Abstract

The entry and exit of Fe(II) ions in ferritin are endpoints in the process which concentrates iron as a solid (hydrated ferric oxide) to be used by living cells. Ferritin is a response to the trillion fold mismatch between the solubility of iron in neutral, aqueous, aerated solutions and the requirements for protein biosynthesis. The supramolecular structure of 24 polypeptides (subunits) joined by non-covalent bonds in a highly symmetrical (4, 3, 2), large (12 nm diameter) protein with a cavity (8 nm diameter) is found in plants, animals and microorganisms. Of the five types of iron sites which can be defined, iron entry (site 1) is likely at the junction of three subunits. A ferroxidase site (site 2), present in H-type ferritins, binds Fe(II) which reacts with dioxygen to form an initial, μ-1,2 diferric peroxo complex. The peroxo complex decays into hydrogen peroxide and the multiple diferric oxo complexes that are mineral precursors (sites 3a, 3b, 3x) in transit across the protein to the cavity; the ferroxidase site is sensitive to both natural and engineered variations in Fe ligands and ‘second shell amino’ acids such as tyrosine 30 and leucine 134. Studies of ferritin with subunits which lack the ferroxidase site (L-type) show that the mineral anchor sites of clustered R-COOH (site 4) are sensitive to RCH 3 and RSH replacements.

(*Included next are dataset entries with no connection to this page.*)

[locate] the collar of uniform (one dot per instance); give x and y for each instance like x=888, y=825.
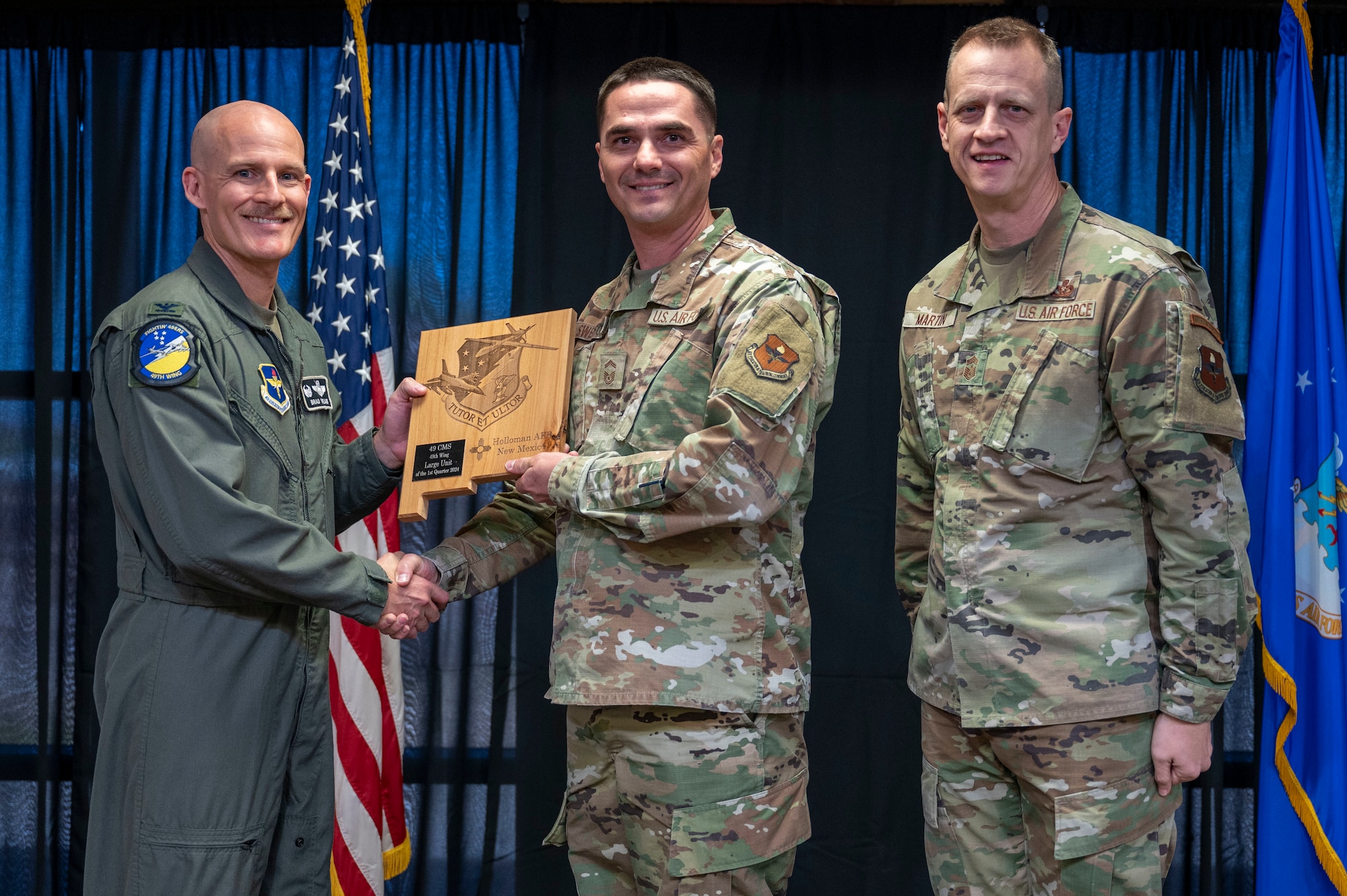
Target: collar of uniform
x=220, y=283
x=1045, y=259
x=676, y=283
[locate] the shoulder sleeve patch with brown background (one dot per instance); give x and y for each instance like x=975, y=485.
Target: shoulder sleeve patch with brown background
x=1204, y=397
x=771, y=365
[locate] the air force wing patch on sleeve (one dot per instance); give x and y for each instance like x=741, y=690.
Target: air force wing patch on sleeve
x=166, y=354
x=317, y=393
x=773, y=358
x=273, y=389
x=773, y=365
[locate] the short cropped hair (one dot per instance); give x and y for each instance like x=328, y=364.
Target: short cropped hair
x=1006, y=32
x=659, y=69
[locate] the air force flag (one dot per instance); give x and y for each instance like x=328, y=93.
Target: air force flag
x=1294, y=475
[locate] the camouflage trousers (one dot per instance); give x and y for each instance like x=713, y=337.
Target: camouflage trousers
x=1069, y=811
x=670, y=802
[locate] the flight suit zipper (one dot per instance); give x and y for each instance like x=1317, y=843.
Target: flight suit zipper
x=300, y=427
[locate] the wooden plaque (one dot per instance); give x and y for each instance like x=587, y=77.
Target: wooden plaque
x=499, y=390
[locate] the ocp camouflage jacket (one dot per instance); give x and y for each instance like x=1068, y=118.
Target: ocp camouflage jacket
x=680, y=526
x=1070, y=526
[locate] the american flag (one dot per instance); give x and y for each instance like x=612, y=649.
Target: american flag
x=348, y=307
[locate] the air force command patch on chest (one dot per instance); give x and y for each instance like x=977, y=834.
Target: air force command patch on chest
x=166, y=354
x=273, y=389
x=316, y=393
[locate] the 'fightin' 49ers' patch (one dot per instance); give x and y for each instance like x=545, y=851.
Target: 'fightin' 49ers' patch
x=166, y=354
x=773, y=358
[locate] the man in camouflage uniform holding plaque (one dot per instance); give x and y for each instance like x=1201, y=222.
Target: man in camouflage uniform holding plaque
x=682, y=629
x=1070, y=526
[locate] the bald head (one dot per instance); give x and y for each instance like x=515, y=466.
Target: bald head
x=223, y=124
x=249, y=179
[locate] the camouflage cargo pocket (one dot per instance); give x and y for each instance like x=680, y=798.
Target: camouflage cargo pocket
x=930, y=794
x=735, y=833
x=1055, y=417
x=1109, y=816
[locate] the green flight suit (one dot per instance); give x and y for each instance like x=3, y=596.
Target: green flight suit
x=215, y=769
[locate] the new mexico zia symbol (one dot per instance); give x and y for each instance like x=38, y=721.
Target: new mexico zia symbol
x=488, y=385
x=1319, y=505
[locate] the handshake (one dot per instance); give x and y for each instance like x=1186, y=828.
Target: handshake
x=416, y=598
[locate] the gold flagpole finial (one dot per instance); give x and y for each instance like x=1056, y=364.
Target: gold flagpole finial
x=356, y=8
x=1299, y=7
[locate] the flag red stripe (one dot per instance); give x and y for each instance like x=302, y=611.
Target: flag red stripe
x=366, y=641
x=355, y=754
x=376, y=390
x=348, y=872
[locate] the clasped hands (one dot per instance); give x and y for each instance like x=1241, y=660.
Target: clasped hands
x=416, y=598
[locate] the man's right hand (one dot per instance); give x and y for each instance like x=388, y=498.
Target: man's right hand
x=414, y=596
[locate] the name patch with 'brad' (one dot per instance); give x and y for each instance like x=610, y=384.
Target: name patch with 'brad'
x=1055, y=311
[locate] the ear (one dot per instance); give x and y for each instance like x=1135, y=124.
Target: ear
x=1061, y=127
x=192, y=183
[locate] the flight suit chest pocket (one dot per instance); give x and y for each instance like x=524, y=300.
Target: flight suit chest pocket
x=585, y=390
x=271, y=485
x=921, y=369
x=1051, y=415
x=667, y=394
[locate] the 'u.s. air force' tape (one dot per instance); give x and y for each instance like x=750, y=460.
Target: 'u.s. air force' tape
x=166, y=354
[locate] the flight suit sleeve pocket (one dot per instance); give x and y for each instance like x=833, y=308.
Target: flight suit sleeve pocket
x=201, y=862
x=771, y=364
x=1204, y=397
x=1109, y=816
x=735, y=833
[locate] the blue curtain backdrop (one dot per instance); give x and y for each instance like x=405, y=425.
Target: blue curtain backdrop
x=95, y=137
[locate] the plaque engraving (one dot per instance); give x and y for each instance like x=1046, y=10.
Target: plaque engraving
x=499, y=390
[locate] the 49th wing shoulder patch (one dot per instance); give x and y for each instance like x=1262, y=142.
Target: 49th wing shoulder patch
x=773, y=364
x=165, y=354
x=1204, y=393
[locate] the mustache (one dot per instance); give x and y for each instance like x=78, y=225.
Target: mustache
x=285, y=214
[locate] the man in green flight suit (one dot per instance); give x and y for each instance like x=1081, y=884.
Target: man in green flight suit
x=215, y=769
x=1072, y=529
x=682, y=638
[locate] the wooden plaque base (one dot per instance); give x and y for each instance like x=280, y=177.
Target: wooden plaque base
x=499, y=390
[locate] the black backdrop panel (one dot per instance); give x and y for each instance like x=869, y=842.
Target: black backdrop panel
x=832, y=156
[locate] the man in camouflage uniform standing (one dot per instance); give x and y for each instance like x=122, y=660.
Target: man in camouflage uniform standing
x=682, y=629
x=1070, y=526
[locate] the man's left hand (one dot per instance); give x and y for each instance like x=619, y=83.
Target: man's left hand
x=535, y=471
x=391, y=439
x=1181, y=750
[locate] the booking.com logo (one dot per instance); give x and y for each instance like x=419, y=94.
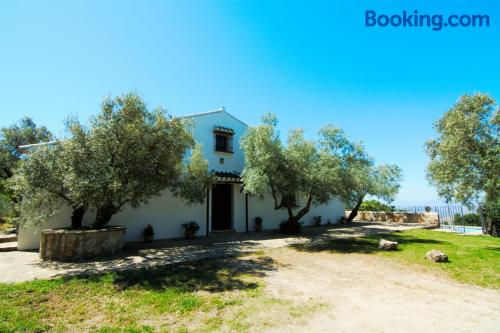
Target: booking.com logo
x=436, y=21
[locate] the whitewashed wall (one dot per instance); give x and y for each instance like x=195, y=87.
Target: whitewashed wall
x=166, y=213
x=203, y=133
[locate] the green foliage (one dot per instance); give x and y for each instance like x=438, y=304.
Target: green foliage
x=301, y=167
x=472, y=259
x=11, y=138
x=375, y=206
x=14, y=136
x=128, y=155
x=318, y=170
x=465, y=157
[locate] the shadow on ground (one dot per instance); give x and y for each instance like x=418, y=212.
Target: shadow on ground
x=351, y=238
x=213, y=275
x=364, y=245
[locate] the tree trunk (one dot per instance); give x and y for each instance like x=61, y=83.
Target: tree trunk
x=103, y=216
x=493, y=227
x=77, y=217
x=355, y=210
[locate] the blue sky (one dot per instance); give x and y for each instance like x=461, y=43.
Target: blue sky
x=310, y=62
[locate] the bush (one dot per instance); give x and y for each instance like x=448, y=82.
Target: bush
x=375, y=206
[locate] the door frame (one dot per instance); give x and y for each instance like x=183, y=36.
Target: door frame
x=231, y=207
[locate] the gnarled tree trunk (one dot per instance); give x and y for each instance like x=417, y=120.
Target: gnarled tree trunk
x=77, y=217
x=354, y=211
x=103, y=216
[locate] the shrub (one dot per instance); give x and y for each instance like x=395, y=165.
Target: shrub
x=375, y=206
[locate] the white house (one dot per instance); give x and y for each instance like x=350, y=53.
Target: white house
x=227, y=208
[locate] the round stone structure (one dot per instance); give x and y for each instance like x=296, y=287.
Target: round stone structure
x=67, y=244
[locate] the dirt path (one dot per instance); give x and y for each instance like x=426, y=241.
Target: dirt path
x=363, y=293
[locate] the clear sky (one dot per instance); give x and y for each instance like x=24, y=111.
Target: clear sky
x=309, y=62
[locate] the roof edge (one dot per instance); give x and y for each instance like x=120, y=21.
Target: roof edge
x=222, y=109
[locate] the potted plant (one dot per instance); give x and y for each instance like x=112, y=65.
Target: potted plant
x=148, y=234
x=317, y=220
x=258, y=223
x=190, y=229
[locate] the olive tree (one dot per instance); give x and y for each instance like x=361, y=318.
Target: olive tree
x=381, y=181
x=465, y=156
x=126, y=156
x=299, y=168
x=46, y=181
x=358, y=174
x=11, y=138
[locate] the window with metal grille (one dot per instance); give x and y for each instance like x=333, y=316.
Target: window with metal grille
x=224, y=142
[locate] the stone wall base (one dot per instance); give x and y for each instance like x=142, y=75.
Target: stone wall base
x=68, y=245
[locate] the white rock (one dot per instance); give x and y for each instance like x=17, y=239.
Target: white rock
x=436, y=256
x=386, y=245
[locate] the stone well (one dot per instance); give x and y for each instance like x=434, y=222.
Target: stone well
x=67, y=244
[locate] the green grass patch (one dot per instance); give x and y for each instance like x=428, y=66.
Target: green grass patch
x=202, y=296
x=473, y=259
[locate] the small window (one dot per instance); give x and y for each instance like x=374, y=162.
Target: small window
x=293, y=199
x=223, y=142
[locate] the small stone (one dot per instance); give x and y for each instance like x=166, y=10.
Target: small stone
x=386, y=245
x=436, y=256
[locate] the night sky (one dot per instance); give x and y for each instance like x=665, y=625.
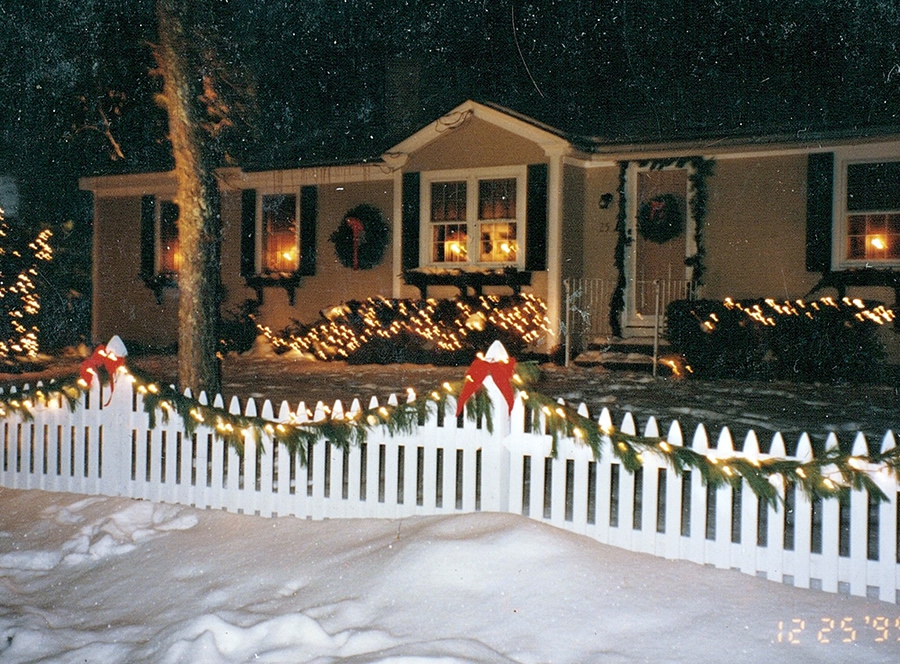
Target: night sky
x=319, y=80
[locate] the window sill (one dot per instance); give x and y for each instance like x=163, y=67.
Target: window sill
x=466, y=279
x=843, y=278
x=289, y=281
x=158, y=283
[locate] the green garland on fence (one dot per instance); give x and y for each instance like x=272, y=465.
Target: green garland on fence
x=833, y=474
x=700, y=171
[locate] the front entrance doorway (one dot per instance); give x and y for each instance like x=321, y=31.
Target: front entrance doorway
x=661, y=230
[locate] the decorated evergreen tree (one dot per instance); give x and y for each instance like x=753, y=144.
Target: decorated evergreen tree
x=19, y=300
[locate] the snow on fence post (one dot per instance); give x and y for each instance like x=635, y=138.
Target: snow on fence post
x=776, y=519
x=650, y=493
x=674, y=509
x=116, y=423
x=750, y=505
x=496, y=454
x=888, y=555
x=831, y=517
x=697, y=512
x=723, y=517
x=802, y=522
x=859, y=528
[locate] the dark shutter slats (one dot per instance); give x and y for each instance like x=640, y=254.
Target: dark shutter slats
x=410, y=221
x=819, y=197
x=536, y=218
x=309, y=209
x=148, y=236
x=248, y=232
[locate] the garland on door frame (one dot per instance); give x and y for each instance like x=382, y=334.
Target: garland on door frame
x=701, y=169
x=660, y=219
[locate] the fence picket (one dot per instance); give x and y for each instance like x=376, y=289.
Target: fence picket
x=107, y=447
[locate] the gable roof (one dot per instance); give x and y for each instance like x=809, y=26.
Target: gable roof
x=549, y=139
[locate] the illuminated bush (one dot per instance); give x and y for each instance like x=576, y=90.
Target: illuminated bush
x=383, y=331
x=826, y=340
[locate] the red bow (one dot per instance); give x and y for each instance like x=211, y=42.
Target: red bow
x=358, y=230
x=101, y=358
x=502, y=373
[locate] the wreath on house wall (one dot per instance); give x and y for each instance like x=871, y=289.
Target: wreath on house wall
x=361, y=238
x=660, y=219
x=702, y=169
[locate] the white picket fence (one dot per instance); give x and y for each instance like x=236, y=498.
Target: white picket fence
x=452, y=466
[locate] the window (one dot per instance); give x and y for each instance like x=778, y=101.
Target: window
x=474, y=219
x=872, y=211
x=169, y=247
x=280, y=234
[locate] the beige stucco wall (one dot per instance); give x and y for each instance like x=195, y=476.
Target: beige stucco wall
x=755, y=232
x=598, y=236
x=123, y=304
x=333, y=283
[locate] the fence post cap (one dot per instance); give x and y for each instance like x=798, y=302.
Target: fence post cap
x=117, y=346
x=496, y=352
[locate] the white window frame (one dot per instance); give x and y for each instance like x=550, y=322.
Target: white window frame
x=260, y=230
x=157, y=234
x=842, y=160
x=472, y=177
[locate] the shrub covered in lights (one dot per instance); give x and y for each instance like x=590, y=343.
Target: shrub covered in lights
x=448, y=332
x=20, y=254
x=825, y=340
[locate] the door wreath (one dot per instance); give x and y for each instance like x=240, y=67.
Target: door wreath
x=660, y=219
x=361, y=238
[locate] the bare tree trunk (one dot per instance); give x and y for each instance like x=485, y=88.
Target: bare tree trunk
x=199, y=223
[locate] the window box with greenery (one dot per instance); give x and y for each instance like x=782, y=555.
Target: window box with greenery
x=160, y=249
x=278, y=239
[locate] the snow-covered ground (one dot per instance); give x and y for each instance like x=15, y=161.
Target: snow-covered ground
x=89, y=579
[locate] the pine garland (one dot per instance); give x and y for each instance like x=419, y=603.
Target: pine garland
x=832, y=474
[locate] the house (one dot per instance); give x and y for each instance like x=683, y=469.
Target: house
x=486, y=200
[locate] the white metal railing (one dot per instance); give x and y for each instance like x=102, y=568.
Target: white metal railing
x=588, y=306
x=451, y=467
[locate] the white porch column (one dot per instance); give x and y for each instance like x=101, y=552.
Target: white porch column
x=554, y=249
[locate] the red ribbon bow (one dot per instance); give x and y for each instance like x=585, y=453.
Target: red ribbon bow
x=358, y=230
x=101, y=358
x=501, y=372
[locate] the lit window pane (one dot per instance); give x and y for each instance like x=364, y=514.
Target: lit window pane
x=281, y=252
x=873, y=237
x=169, y=247
x=448, y=201
x=449, y=243
x=498, y=243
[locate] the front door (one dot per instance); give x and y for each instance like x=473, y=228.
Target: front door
x=661, y=230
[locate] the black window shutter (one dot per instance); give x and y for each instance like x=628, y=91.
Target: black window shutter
x=536, y=218
x=819, y=196
x=309, y=210
x=410, y=222
x=148, y=236
x=248, y=232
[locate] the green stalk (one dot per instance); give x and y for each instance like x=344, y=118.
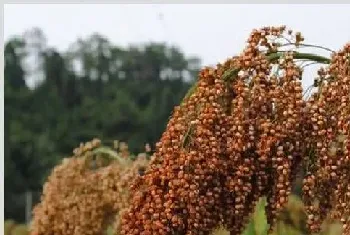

Iron exit (site 5), studied by adding NADH/FMN as a trigger, is at or near the entry site. Iron exit can be enhanced by localized unfolding of the polypeptide at the junction of three subunits, suggesting a regulation-sensitive biological signal for iron exit. The entry and exit of iron to and from the mineral, unique to ferritin has steps which parallel those in channel ion transport, and ion transport to and from biomineral such as tooth and bone. Iron entry involves oxidation at non-heme iron catalytic centers, similar to ribonucleotide reductase and methane monoxygenase, but diverging in the role of iron as a substrate rather than a cofactor. Sorting out the evolutionary and mechanistic relationships of ferritin and other proteins which use metal ions, as well as fully characterizing all five types of the functional iron sites are challenges which will keep biological inorganic chemists occupied for some time to come.